Well, lets think about this. You said you are very family-oriented right? That would cut out most cats besides lions. Dogs are very pack-oriented. And there are a wide variety of them.
Just go from there. =]


----------



## BackwardsButterfly (Oct 31, 2009)

XD I asked a friend of mine if they thought I acted more like a cat or a dog, he said cat. So I went and looked up cats I may have things in common to and boom- British shorthair- shy at first but when I warm up to you, I'll love you to pieces


----------



## Zhael (Oct 31, 2009)

I have two, Zhael Christopher Fall, a black wolf and Salflop Ryan Baker, a mouse/rabbit hybrid. Each is an extreme of my personality, but Zhael fits me more.  I've been working on a third and final fursona, which is an equalibrium of the two, but I don't know if I'll finish him/her.


----------



## BackwardsButterfly (Oct 31, 2009)

D: your avatar made me squee softly, sir


Also...

WHO PUT BACON IN THE SOAP?! D:


----------



## Zhael (Oct 31, 2009)

BackwardsButterfly said:


> D: your avatar made me squee softly, sir
> 
> 
> Also...
> ...


I put it there!

EDIT:
I see that quote a lot from a friend of mine ^^


----------



## Moxie Sideshow (Oct 31, 2009)

I have two.

Both lapine.  One masculine, one feminine.

To be honest, most of my time is spent in the female fursona - it's the one I most closely identify with.  Her identity, in relation to the RL me, is something I share with only a precious few people.

At least for now.  She is mine, and I protect her.


----------



## Soka (Nov 3, 2009)

Cats can be quite family oriented. Four of my fur kids are cats. Tyran, Ramman, Liam, and Miki. Miki tends to be shy and a loner (but she has her moments of "OmG! pet me!") but Ramman and Liam are definitely family oriented cats. It is much like a parent/child relationship. And the two of them are much like young brothers. They stick up for each other, cause the most trouble, and stick with each other. 

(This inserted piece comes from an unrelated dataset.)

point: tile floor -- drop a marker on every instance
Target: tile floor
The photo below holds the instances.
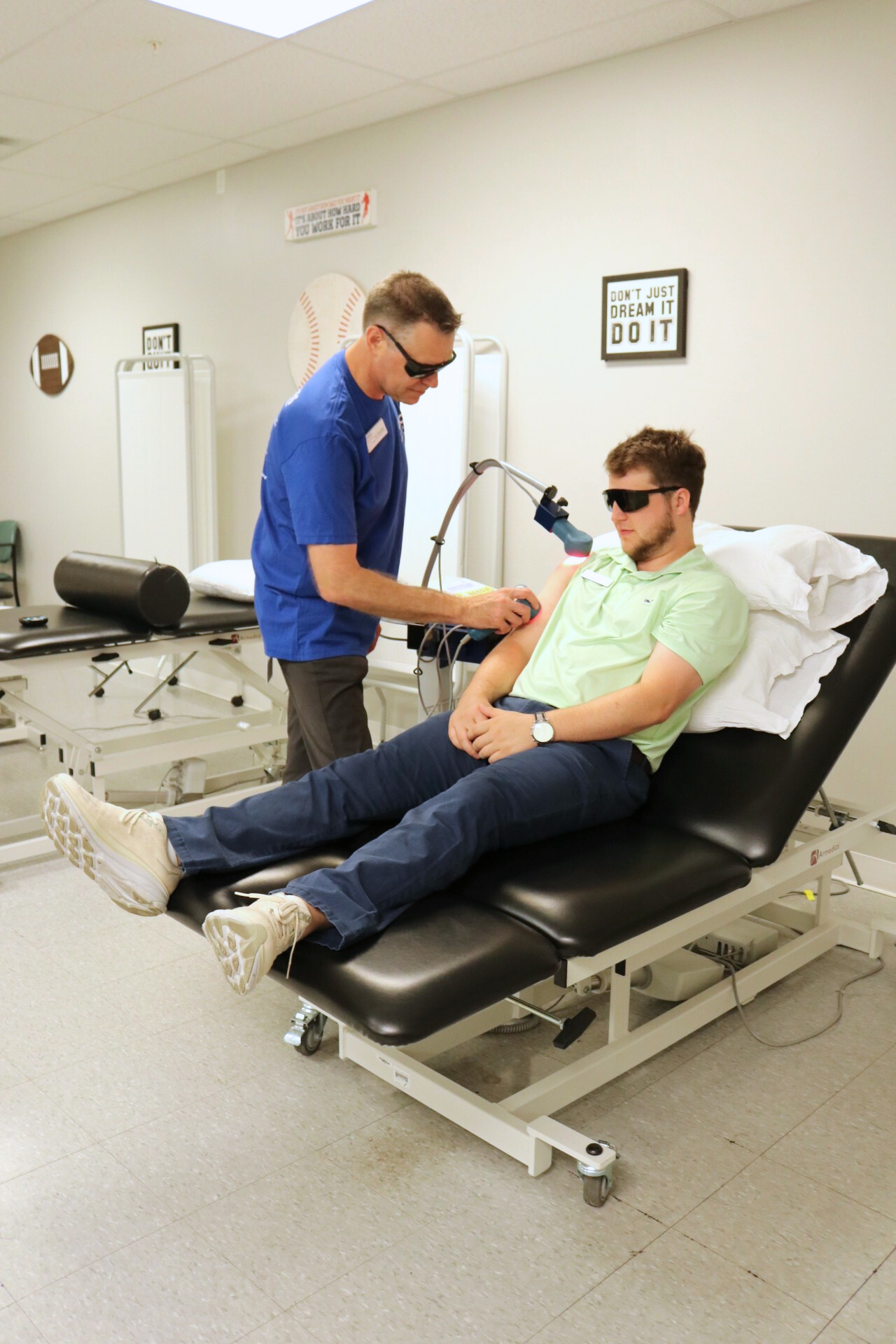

I have only one fursona but multiple characters. I tend to put different aspects of my personality into my characters but my entire personality is in my fursona.


----------



## Vatz (Nov 7, 2009)

I have waaaay too many to count. It's just that most are only used once or twice every now and then, as I stick mostly with my three Faukish characters (Vatz, Vix, and their son Adrian).


----------